Physiological implication: by shifting the balance from prolonged sterile inflammation to resolution, autologous therapies can reduce infarct expansion and adverse remodeling even when cell persistence is short-lived. This provides a mechanistic explanation for event reduction with modest LVEF change in some cohorts.
Endothelial stabilization and microvascular repair: perfusion as a mechanistic endpoint
For BM-MNCs and CD133⁺ progenitors, benefits are best conceptualized as microvascular-centric. These populations enhance endothelial repair, improve capillary density, and stabilize the peri-infarct microcirculation, thereby reducing ongoing ischemia and “hibernating” border-zone dysfunction (ref). In this paradigm, the relevant endpoint is not cardiomyogenesis but microvascular competence. That is, improved perfusion reduces oxidative stress, dampens inflammatory recruitment, and improves the metabolic environment supporting surviving cardiomyocytes. This aligns with contemporary trial syntheses emphasizing heterogeneity of functional endpoints and suggesting that remodeling/perfusion measures may be more sensitive than LVEF alone.
Anti-apoptotic cytoprotection and metabolic stress resistance
Autologous therapies promote cardiomyocyte survival through activation of canonical pro-survival pathways (PI3K–AKT, STAT3, ERK1/2) and attenuation of mitochondrial apoptotic priming in stressed border-zone myocardium. At the cell-product level, improving survival of therapeutic cells can also increase the duration and magnitude of paracrine dosing. In pluripotent-derived cardiomyocytes, leukemia inhibitory factor (LIF) enhances survival by suppressing Bax-associated apoptosis and activating gp130-linked survival signaling, supporting a practical adjunct strategy when iPSC-derived products are used (ref).

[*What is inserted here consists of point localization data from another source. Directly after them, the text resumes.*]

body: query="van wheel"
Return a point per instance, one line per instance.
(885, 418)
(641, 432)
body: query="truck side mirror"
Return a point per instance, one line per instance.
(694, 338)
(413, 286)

Physiological implication: cytoprotection is most impactful early, when apoptotic and necroptotic signaling peaks; late-stage mature scar provides fewer viable cardiomyocytes and thus fewer targets for anti-apoptotic rescue. This is particularly relevant to explain time-dependent efficacy patterns.
Anti-fibrotic remodeling: fibroblast phenotype and matrix mechanics
Adverse remodeling is governed not only by scar size but by fibroblast phenotype, collagen crosslinking, and matrix stiffness, which together drive diastolic dysfunction and impair electromechanical coupling (ref).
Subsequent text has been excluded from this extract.